In this case, it has shown that an offer was made by Jennifer to Nicolas for all her 12 pieces of collection of sculptures as she mentioned ‘she would sell the goods to him for RM28,000 and that she’d keep her offer open for five days, until the close of business on 19th of October.’
This case is relatively similar to Byrne v Van Tienhoven. In Byrne v Van Tienhoven’s case, it was held that the contract was made on the 11th of October 1880 when plaintiff sent a telegram and thus, the defendant’s revocation was too late and it was not effective until it was on 20th of October 1880. Therefore, judgment was given for the plaintiffs. In this case, on 17th of October Nicolas wrote a letter unconditionally agreeing to buy the sculptures for RM 28,000 which shown his acceptance, according to the postal rule. Thus, a contract between Jennifer and Nicolas were formed on the 17th of October.

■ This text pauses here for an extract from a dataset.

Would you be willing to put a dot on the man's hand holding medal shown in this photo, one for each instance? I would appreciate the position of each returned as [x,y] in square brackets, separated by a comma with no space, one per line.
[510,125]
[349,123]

Nevertheless, it shows that the revocation of Jennifer was not effective until it was received on 21st of October when Nicolas read the e-mail and this is supported by Section 21 (b) Electronic Commerce Act 1950. The revocation of Jennifer was too late as the contract was made when Nicolas sent the letter on the 17th October.

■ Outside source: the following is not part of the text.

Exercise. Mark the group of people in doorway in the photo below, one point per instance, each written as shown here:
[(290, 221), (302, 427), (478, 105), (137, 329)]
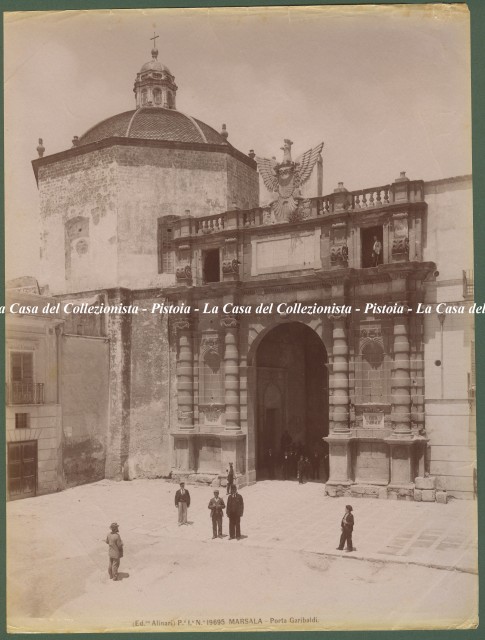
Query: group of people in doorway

Under Section 21 (b) of Electronic Commerce Act 2006, if the addressee has not designated an information system for purposes of receiving electronic messages (including revocations), the communication of the electronic message (including acceptance and revocation) is only valid when it comes to the knowledge of the addressee. It comes to the knowledge of the offeror when he/she opens the e-mail.

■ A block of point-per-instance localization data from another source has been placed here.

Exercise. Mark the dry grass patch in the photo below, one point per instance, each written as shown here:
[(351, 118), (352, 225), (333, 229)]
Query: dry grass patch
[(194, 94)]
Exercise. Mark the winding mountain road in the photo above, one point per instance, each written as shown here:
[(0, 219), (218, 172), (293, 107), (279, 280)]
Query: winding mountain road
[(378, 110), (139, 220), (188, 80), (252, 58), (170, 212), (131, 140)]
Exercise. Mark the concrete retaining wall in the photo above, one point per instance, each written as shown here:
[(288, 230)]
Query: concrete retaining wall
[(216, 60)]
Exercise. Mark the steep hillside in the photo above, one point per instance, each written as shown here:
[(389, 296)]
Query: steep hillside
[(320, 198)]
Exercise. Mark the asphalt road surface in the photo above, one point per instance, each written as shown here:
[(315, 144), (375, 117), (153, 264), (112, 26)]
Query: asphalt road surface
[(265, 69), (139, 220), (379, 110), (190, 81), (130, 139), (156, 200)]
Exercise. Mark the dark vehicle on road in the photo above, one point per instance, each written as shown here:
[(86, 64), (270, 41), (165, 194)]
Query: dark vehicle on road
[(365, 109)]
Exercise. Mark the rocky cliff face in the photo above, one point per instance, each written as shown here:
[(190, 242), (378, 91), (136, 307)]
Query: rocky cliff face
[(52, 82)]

Thus, Jennifer’s revocation is not valid as a result of Nicolas hadn’t given Jennifer his e-mail address but, Jennifer found the address through some ‘internet searching.’ Nevertheless, she sent Nicolas an e-mail late on 17th of October indicating that the sculptures were no longer available for purchase. As Section 21 (b) of Electronic Commerce Act 2006 stated, when Nicolas arrived home and read the e-mail telling him that Jennifer had changed her mind about selling the sculptures on 21st of October, the communication of the electronic message is only valid when he opens the e-mail. Therefore, Jennifer’s revocation is not effective.
Moreover, Section 5(2) of Contract Act 1950 has stated that acceptance may be revoked at any time before the communication of the acceptance is complete as against the acceptor, but not afterwards. Since communication of the acceptance is complete between Jennifer and Nicolas. Thus, acceptance may not be revoked.